Another murder took place in Farsley, between Bradford and Leeds. The victim was 47-year old civil servant Marguerite Walls.


Two more women were attacked, Dr Upadhya Bandara in October, and 16-year old Theresa Sykes in November, but both survived.


17 November 1980

The Ripper’s last murder. Student Jacqueline Hill was killed in Otley Road, Leeds.


2 January 1981

The Ripper picked up Olive Reivers in Sheffield, but passing police officers were suspicious about his car and he was arrested, but not before he had dumped his weapons.


He was taken to Dewsbury police station as part of a round-up in which the West Yorkshire police had asked to be informed of men arrested while consorting with prostitutes. The arresting officers, realizing that their suspect was now part of the Ripper enquiry, returned to the scene and found the weapons. Also, a knife was found in a lavatory cistern at Hammerton Road police station, where Sutcliffe had hidden it. Faced with the evidence, Sutcliffe confessed.


22 May 1981

After his trial at the Old Bailey, in which he pleased guilty to manslaughter but not guilty to murder, Sutcliffe was convicted and sentenced to life imprisonment.


“I’m Jack” Investigation


The “I’m Jack” hoax letters and tape caused a great deal of confusion and time-wasting on the investigation. The tape that taunted and haunted the Ripper squad arrived in the post at the West Yorkshire police HQ on 18 June 1979. It was immediately linked with three letters that had come in during the previous 15 months. Assistant Chief Constable George Oldfield and his boss Ronald Gregory weighed the evidence, and decided it was genuine. The tape and letters gave them what they thought was a host of clues: voice, handwriting, even a blood group from the saliva used to seal the envelopes. They hoped that by broadcasting the tape it would be only days before the Ripper was pinpointed. Linguistic experts said the voice on the tape was a Sunderland accent, and Oldfield sent a team to the Wearside town to stand by. But as soon as the tape was played on TV and radio they were swamped with thousands of calls claiming to know whose voice it was. All had to be checked out.


Officially the senior officers kept a firm front, sticking to the story that they believed the message were real. In private they were having doubts, especially when Detective Chief Inspector David Zackrisson of Northumbria police gave them a report which showed that 10 phrases in the letters were very similar to phrases used in letters sent to police in London by Jack the Ripper in 1888. Zackrisson warned that the whole affair could be an elaborate hoax. The Geordie voice could simply be someone who had studied the original Ripper case from the 1880s.

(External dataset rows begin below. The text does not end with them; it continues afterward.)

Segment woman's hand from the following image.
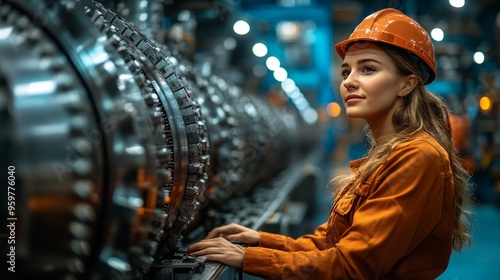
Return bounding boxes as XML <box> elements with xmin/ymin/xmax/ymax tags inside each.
<box><xmin>187</xmin><ymin>237</ymin><xmax>245</xmax><ymax>268</ymax></box>
<box><xmin>206</xmin><ymin>223</ymin><xmax>260</xmax><ymax>246</ymax></box>
<box><xmin>187</xmin><ymin>223</ymin><xmax>260</xmax><ymax>268</ymax></box>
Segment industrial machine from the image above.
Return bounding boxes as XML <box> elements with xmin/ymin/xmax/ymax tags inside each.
<box><xmin>0</xmin><ymin>0</ymin><xmax>319</xmax><ymax>279</ymax></box>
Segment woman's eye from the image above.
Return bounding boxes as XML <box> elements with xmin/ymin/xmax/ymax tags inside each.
<box><xmin>363</xmin><ymin>66</ymin><xmax>375</xmax><ymax>73</ymax></box>
<box><xmin>340</xmin><ymin>70</ymin><xmax>351</xmax><ymax>80</ymax></box>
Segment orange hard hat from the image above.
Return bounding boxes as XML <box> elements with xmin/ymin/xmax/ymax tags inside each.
<box><xmin>335</xmin><ymin>8</ymin><xmax>436</xmax><ymax>84</ymax></box>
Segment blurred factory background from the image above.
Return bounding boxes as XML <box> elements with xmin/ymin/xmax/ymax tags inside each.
<box><xmin>0</xmin><ymin>0</ymin><xmax>500</xmax><ymax>279</ymax></box>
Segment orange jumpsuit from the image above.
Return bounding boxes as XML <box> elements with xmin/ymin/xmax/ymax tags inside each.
<box><xmin>243</xmin><ymin>133</ymin><xmax>454</xmax><ymax>279</ymax></box>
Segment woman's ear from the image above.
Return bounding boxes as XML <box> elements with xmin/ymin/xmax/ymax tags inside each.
<box><xmin>398</xmin><ymin>74</ymin><xmax>418</xmax><ymax>97</ymax></box>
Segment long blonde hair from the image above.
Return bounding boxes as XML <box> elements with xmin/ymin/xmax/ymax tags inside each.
<box><xmin>330</xmin><ymin>43</ymin><xmax>472</xmax><ymax>251</ymax></box>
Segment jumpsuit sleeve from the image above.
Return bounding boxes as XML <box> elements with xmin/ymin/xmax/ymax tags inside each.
<box><xmin>243</xmin><ymin>145</ymin><xmax>451</xmax><ymax>279</ymax></box>
<box><xmin>259</xmin><ymin>223</ymin><xmax>327</xmax><ymax>252</ymax></box>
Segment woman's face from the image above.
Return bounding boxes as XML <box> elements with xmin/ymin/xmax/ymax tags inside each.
<box><xmin>340</xmin><ymin>43</ymin><xmax>404</xmax><ymax>127</ymax></box>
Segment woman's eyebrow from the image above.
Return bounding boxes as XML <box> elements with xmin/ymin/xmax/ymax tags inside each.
<box><xmin>340</xmin><ymin>58</ymin><xmax>382</xmax><ymax>68</ymax></box>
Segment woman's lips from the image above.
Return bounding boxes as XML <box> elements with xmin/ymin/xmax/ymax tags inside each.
<box><xmin>345</xmin><ymin>95</ymin><xmax>363</xmax><ymax>105</ymax></box>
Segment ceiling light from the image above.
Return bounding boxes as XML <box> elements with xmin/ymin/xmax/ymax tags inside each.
<box><xmin>431</xmin><ymin>27</ymin><xmax>444</xmax><ymax>42</ymax></box>
<box><xmin>252</xmin><ymin>43</ymin><xmax>267</xmax><ymax>57</ymax></box>
<box><xmin>450</xmin><ymin>0</ymin><xmax>465</xmax><ymax>8</ymax></box>
<box><xmin>266</xmin><ymin>56</ymin><xmax>281</xmax><ymax>71</ymax></box>
<box><xmin>474</xmin><ymin>52</ymin><xmax>484</xmax><ymax>64</ymax></box>
<box><xmin>233</xmin><ymin>20</ymin><xmax>250</xmax><ymax>35</ymax></box>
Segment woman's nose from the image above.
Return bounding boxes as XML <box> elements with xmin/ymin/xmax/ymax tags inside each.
<box><xmin>342</xmin><ymin>72</ymin><xmax>357</xmax><ymax>89</ymax></box>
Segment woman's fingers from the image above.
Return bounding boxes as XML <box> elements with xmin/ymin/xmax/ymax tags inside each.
<box><xmin>187</xmin><ymin>237</ymin><xmax>245</xmax><ymax>268</ymax></box>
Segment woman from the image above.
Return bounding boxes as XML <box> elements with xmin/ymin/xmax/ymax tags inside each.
<box><xmin>188</xmin><ymin>9</ymin><xmax>470</xmax><ymax>279</ymax></box>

Detection – The Ripper Exposed


Was Peter Sutcliffe a cold-blooded killer or a helpless psychotic, unstable to control his vicious urges? Sutcliffe told the Old Bailey jury that he killed prostitutes because he had been receiving “messages from God” since he was a 20-year old grave digger, saying that he should go out and “clean up the streets” by killing vice girls. Three eminent psychiatrists had interviewed Sutcliffe and each formed the view that he was a paranoid schizophrenic who suffered delusions he was on “a mission from God”.


But his defence could not explain why in 17 hours of interviews with the police after he admitted to being the Ripper, he never once mentioned the messages from God. And at his trial, a prison officer who had been guarding Sutcliffe whole he was on remand claimed that he had heard him telling his wife that he planned to con the court into believing only a short time in psychiatric hospital.


The prosecution argued that Sutcliffe was a sex killer who carefully planned his attacks and had a little remorse afterwards. Six of his murders showed clear signs of sexual sadism. Although Sutcliffe did not rape, he got his thrills by knifing and mutilating his victims, in effect, rape with a knife.


Although he had ‘excused’ his early crimes to himself by only killing prostitutes, his sadistic urges to kill and mutilate became so strong that in the end any female victim would do. After his conviction, Sutcliffe was sent to the maximum security wing of Parkhurst Prison on the Isle of White. He as a marked man, reviled by most other prisoners for his crimes against innocent women. In 1983 he was attacked by another inmate, who slashed his face with a broken coffee jar. It needed 84 stitches to repair the damage.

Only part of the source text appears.